The Student Coordinator and Student Workers perform the first set of tagging on all of the texts in our list.

Catma interface. As you can see here, Catma allows for overlapping tags.

Step 3: Tier 2 Tagging

After Tier 1 tagging is complete, the Project Manager tags character names (including narrators) and double-checks the Tier 1 tagging, adding and altering Personality and Activity tags as they see fit. They then prepare the document for our FemCon website, developed by Bryan Tarpley.

Step 4: Classify (Tier 3 Tagging)

Once the tagged texts have been uploaded to our website, Laura Mandell performs the third and final round of tagging.

As you can see in the image above, this is where we decide whether an attribute is “gender normative” or not. If not, then we add a label to it. Caitlin Brenner and Laura Mandell developed a system for deciding what was “gender normative” for the period, with hopes of differentiating between our own assumptions of what is “gender-normative” behavior.

To develop this system, Drs. Brenner and Mandell used Mary Wollstonecraft’s Vindication of the Rights of Woman (1792) and John Gregory’s A Father’s Legacy to His Daughters (1774). Vindication clearly delineates how women were expected to behave–and then attacks those customs, including the views expressed by Gregory. We attempted to use language of the period as much as possible, so we used “In Vivo” tagging, defined by Johnny SaldaƱa as short phrases that come from the language of the text itself.
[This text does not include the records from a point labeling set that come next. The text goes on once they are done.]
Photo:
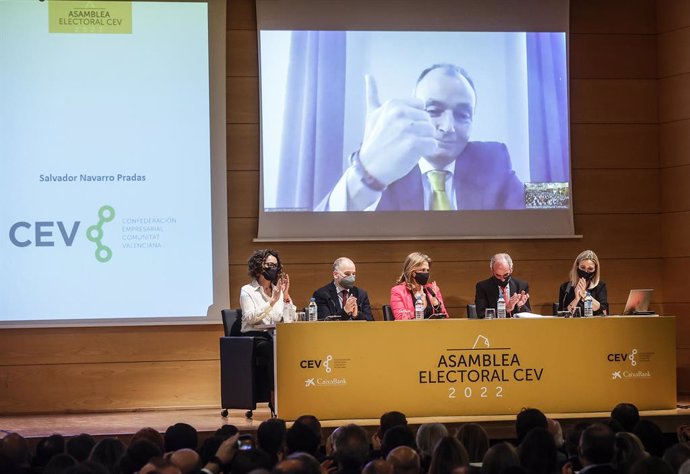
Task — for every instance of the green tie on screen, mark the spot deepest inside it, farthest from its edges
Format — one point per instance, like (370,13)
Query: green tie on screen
(439,201)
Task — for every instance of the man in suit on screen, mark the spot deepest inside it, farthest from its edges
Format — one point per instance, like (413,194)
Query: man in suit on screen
(515,292)
(416,153)
(341,297)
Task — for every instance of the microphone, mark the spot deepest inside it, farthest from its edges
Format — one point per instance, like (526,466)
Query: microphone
(565,295)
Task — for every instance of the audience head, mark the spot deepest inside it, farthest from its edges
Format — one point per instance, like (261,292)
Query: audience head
(187,460)
(399,435)
(107,453)
(651,465)
(149,434)
(137,454)
(159,465)
(651,436)
(180,436)
(247,461)
(676,456)
(538,452)
(500,457)
(415,262)
(404,460)
(428,435)
(597,445)
(628,449)
(475,440)
(47,448)
(378,466)
(527,420)
(626,414)
(59,464)
(298,463)
(270,436)
(265,264)
(586,266)
(80,446)
(301,438)
(351,447)
(448,454)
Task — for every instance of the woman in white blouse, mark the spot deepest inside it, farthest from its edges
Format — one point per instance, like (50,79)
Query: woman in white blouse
(266,300)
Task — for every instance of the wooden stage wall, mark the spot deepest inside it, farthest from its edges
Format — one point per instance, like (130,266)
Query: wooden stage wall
(630,127)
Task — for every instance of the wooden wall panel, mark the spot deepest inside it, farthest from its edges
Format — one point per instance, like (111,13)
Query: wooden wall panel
(96,345)
(614,145)
(243,146)
(672,15)
(613,101)
(674,192)
(612,56)
(674,141)
(673,52)
(613,17)
(674,98)
(242,101)
(242,56)
(109,386)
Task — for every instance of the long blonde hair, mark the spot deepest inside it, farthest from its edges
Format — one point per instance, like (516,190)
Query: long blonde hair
(586,255)
(411,261)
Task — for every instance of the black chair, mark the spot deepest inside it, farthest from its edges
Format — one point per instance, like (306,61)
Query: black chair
(472,311)
(243,383)
(387,313)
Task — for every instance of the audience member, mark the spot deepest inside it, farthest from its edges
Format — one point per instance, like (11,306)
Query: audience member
(107,453)
(351,449)
(527,420)
(597,445)
(538,452)
(499,457)
(676,455)
(404,460)
(475,440)
(80,446)
(428,435)
(399,435)
(651,436)
(627,415)
(270,436)
(150,434)
(448,455)
(627,451)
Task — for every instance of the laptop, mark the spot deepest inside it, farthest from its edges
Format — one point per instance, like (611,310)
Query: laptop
(638,302)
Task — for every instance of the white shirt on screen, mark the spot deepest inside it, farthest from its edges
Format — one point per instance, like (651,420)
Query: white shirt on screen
(339,198)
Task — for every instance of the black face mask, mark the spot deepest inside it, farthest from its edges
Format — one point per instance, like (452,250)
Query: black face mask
(271,274)
(585,274)
(421,278)
(503,283)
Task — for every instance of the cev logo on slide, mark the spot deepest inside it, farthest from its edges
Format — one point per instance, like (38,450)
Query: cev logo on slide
(95,233)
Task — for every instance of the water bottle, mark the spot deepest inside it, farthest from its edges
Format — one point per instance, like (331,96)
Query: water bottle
(588,305)
(419,308)
(501,306)
(312,310)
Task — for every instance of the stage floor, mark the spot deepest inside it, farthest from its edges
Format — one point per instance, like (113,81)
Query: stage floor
(208,420)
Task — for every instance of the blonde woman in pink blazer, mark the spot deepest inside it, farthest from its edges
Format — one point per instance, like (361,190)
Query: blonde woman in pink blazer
(414,283)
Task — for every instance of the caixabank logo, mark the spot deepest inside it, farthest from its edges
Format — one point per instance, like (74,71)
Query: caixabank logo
(634,361)
(324,367)
(24,234)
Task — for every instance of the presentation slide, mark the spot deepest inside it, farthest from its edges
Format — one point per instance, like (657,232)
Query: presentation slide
(104,160)
(393,123)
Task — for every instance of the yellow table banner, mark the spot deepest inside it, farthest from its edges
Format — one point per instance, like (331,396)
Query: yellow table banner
(348,370)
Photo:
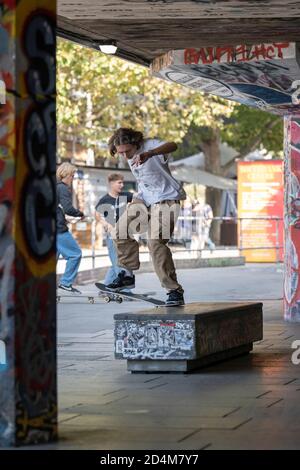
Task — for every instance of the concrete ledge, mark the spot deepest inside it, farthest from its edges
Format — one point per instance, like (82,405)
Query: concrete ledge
(186,366)
(147,267)
(180,339)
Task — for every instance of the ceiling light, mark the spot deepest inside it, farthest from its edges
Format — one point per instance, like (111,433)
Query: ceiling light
(108,47)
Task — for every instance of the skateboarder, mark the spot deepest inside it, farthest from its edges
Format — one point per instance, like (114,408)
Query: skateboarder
(108,211)
(65,243)
(157,204)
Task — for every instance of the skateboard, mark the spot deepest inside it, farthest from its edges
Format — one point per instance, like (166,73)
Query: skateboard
(91,297)
(107,296)
(119,295)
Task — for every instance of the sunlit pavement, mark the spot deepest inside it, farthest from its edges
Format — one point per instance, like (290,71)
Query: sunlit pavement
(249,402)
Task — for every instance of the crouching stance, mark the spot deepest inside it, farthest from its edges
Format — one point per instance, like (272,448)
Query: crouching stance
(155,209)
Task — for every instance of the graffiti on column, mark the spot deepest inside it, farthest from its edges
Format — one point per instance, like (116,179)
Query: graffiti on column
(27,220)
(292,219)
(262,75)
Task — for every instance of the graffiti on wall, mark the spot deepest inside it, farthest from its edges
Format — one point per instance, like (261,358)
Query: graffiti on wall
(264,75)
(155,339)
(28,402)
(292,219)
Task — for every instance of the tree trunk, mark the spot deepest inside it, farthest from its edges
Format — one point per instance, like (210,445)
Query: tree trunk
(211,149)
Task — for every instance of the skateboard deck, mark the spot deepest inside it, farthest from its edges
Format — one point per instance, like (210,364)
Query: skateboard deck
(127,295)
(90,297)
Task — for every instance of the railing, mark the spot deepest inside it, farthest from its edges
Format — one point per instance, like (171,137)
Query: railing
(188,233)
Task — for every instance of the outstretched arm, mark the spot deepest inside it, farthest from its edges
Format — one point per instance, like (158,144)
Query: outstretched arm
(165,148)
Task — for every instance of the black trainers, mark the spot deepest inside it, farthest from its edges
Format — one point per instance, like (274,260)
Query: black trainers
(175,297)
(70,289)
(122,282)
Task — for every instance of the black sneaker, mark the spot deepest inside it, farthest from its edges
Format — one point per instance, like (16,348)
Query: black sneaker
(70,289)
(175,297)
(122,282)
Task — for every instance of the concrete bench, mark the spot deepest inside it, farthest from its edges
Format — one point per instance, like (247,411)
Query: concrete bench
(180,339)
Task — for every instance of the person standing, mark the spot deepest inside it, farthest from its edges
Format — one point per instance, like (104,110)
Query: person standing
(206,221)
(157,203)
(108,211)
(65,243)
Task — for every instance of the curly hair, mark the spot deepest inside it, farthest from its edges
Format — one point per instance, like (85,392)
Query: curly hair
(124,136)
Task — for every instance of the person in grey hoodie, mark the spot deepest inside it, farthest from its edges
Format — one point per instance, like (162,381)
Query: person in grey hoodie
(66,245)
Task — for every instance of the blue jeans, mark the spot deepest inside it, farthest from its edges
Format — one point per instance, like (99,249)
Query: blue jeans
(67,246)
(114,269)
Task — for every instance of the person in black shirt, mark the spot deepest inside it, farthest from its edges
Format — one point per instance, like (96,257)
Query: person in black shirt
(108,211)
(66,245)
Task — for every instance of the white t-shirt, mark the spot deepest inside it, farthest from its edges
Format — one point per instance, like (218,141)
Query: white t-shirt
(155,182)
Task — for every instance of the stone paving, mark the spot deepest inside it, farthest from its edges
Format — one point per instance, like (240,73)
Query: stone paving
(251,402)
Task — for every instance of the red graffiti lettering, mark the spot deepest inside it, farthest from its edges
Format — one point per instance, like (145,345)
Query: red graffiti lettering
(280,46)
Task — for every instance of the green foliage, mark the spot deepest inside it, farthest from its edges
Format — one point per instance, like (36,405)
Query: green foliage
(124,94)
(99,93)
(247,125)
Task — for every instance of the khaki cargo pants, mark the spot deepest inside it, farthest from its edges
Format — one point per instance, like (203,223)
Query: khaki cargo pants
(158,221)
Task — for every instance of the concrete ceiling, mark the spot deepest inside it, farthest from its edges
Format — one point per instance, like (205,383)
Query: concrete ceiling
(146,29)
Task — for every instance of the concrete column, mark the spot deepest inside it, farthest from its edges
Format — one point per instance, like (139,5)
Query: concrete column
(292,218)
(28,395)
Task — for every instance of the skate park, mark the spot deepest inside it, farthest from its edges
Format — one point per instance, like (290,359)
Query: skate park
(84,396)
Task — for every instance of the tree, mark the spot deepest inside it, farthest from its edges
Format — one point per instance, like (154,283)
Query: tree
(124,94)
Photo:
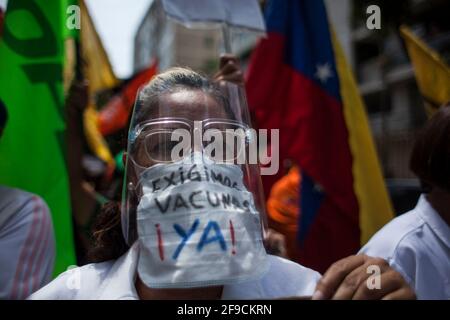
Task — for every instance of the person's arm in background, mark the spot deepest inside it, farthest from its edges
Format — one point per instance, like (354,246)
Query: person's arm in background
(27,244)
(361,277)
(230,70)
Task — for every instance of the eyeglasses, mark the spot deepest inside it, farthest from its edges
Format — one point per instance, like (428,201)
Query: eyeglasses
(168,140)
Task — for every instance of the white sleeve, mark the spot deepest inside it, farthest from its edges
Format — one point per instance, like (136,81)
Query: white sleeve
(27,249)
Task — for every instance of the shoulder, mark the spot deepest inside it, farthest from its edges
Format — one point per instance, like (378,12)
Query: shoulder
(283,279)
(286,278)
(21,208)
(77,283)
(396,236)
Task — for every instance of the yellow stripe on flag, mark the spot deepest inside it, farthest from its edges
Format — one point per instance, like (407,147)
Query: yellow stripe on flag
(99,73)
(432,73)
(375,208)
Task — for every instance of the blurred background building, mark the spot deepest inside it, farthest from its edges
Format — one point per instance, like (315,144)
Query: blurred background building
(379,59)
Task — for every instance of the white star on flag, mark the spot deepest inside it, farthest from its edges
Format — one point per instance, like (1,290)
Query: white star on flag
(323,72)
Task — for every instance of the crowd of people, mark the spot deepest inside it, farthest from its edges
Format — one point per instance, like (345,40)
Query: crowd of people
(128,249)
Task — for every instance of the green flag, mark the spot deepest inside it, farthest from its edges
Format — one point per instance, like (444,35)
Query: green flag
(32,150)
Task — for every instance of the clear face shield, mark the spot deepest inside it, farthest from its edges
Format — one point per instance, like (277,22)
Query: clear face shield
(192,194)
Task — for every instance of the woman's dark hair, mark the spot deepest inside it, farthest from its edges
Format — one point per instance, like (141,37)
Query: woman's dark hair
(430,158)
(109,242)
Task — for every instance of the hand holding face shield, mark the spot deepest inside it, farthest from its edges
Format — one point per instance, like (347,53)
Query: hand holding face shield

Here’s an example of some tags we created with the source information.

Step 5: Analyze

We just finished revamping the tags discussed in Step 4, so the results below are not accurate, but they give an idea of what it is we hope to do with this data once the project is finished.

Blue represents normative, while orange represents different.
This is the Analyze NLP feature, which Bryan Tarpley added in October 2019.